Ian BURN: Mirror
Piece. 1967.

13 sheets of photocopied text (and framed glass mirror).
Text: Sequence of 13 pages of notes and diagrams concerning the
reflection and refraction of light relative to a mirror under
different circumstances.
Text sheets:
27.7x21.5 cm each.
Mirror: 49x33 cm.
This work
is offered in the Ian Burn's original display:
the thirteen sheets come in a booklet shape, sheets stapled under
printed white cardboard covers. It is to the collector to untie
the paper sheets, to buy the glass sheet and the mirror and install
them on the wall.

(installed)
Installation method by Ian Burn (in one of the text sheets):
"Description of a Mirror Piece.
This work consists of a sheet of ordinary glass placed on the
face of an ordinary mirror. The glass and mirror are of identical
size and are fitted into an ordinay frame."
This copy
is one of the some ones, unsigned and totally identical, Ian
Burn was keeping to install the Mirror Piece on a wall.
Reproduced:
- "Conceptual Art", Ursula Meyer, 1972 (p.93)

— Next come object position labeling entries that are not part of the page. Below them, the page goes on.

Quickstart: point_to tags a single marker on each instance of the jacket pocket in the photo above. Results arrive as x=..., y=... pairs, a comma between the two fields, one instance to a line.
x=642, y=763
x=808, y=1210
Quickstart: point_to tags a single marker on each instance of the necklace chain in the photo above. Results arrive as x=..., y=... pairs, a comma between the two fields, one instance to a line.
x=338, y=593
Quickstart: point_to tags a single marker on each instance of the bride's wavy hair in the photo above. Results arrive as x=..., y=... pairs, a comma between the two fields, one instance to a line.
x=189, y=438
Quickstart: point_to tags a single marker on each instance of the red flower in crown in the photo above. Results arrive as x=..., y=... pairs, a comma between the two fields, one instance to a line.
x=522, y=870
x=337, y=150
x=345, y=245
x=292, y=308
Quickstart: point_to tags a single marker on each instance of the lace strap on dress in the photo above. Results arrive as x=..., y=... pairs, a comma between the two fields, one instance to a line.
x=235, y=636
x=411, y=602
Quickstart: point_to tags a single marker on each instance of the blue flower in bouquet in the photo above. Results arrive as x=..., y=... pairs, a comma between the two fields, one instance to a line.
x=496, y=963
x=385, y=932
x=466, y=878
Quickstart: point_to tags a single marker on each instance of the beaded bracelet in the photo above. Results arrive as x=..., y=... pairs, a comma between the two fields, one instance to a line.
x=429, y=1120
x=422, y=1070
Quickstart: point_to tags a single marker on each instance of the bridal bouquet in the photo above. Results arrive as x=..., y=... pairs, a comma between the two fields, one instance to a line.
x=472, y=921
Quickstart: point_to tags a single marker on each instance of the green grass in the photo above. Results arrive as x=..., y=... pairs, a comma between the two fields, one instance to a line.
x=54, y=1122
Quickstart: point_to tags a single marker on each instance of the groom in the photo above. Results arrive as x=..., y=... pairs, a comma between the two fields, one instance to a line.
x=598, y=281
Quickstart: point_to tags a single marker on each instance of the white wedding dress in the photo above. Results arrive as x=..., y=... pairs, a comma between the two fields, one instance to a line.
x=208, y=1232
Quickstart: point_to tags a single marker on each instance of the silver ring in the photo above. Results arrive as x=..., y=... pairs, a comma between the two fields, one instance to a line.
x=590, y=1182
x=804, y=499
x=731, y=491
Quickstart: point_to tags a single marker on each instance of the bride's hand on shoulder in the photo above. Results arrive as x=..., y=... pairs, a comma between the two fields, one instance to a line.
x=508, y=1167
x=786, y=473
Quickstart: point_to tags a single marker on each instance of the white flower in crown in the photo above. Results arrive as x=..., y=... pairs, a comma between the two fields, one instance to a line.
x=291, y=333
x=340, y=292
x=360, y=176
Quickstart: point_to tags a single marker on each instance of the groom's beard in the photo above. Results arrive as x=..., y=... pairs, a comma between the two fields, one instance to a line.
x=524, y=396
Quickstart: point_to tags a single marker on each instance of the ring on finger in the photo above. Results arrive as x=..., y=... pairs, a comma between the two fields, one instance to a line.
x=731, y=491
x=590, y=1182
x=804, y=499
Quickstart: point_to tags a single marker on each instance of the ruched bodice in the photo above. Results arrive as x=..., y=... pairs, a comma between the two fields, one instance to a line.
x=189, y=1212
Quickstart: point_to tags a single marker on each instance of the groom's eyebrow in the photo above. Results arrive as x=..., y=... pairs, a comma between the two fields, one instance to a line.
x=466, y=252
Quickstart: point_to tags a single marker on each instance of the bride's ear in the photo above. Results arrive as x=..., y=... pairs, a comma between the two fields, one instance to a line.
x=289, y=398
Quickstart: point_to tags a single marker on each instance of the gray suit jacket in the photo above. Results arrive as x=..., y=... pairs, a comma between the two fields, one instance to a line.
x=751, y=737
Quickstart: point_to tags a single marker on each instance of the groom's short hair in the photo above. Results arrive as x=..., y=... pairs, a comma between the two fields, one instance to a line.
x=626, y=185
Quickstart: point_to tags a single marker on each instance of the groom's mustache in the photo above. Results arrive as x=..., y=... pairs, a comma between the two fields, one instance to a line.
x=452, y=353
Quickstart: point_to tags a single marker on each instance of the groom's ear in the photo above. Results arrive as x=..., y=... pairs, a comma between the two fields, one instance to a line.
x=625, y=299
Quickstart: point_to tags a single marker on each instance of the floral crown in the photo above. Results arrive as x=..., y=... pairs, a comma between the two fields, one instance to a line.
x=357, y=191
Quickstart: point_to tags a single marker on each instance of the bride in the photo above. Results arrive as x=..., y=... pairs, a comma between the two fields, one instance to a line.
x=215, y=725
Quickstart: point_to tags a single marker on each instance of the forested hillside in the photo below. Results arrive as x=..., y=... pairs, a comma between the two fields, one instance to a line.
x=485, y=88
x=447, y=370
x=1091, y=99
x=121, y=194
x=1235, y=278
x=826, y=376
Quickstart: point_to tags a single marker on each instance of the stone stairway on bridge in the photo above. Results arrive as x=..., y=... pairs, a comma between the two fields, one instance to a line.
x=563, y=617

- "On Art", Gerd de Vries, 1974 (illustration n°19)
- Catalogue Paul Maenz 1970 - 1975
- L'art et son concept (Cornette de Saint Cyr, Jan. 90)
- Ian Burn Minimal-Conceptual works 1965-1970
- "Donation Vicky Rémy" Musée de Saint
Etienne, 1993
Article by Barbara Poliness, 2002:
Ian Burn
spent more than one third of his 30-year career overseas, where
he was to have a key role in the development of international
Conceptual Art. Often referred to as Idea Art, the emphasis was
not on the work of art, but what it seems in the experience of
the viewer.
Through
Mirror piece, produced in New York in 1967, Burn explored the
idea of looking and seeing, and demanded a new kind of attention
and mental participation from the viewer. He purposely used common
materials in this work to copy a household bathroom mirror. Burn
felt that if the subject matter is familiar, then the familiar
object, in this case the mirror, is seen but not looked at. This
is further complicated as the reflective quality of the mirror
actually denies the surface any observable substance. Instead
the viewer, immediately confronted with his or her own image,
cannot look past the reflection. To do so would require an ability
to look at oneself seeing, thereby presenting a visual paradox.
What is
it that we are looking at? By placing glass over the mirror Burn
fragmented the image, the qualities of which he explored in the
13 photocopied pages mounted on card and framed alongside the
mirror. Burn also included instructions on how to make the mirror
piece, as he felt that, once the structure of the work of art
was established, the idea could be repeated at random outside
the artist's involvement.
From 1965
to 1970, Burn produced a series of mirror and glass pieces as
he continued to explore how we see things. The growth of Conceptual
Art in Australia benefitted greatly through the direct link created
by Australian artists like Burn, working in New York.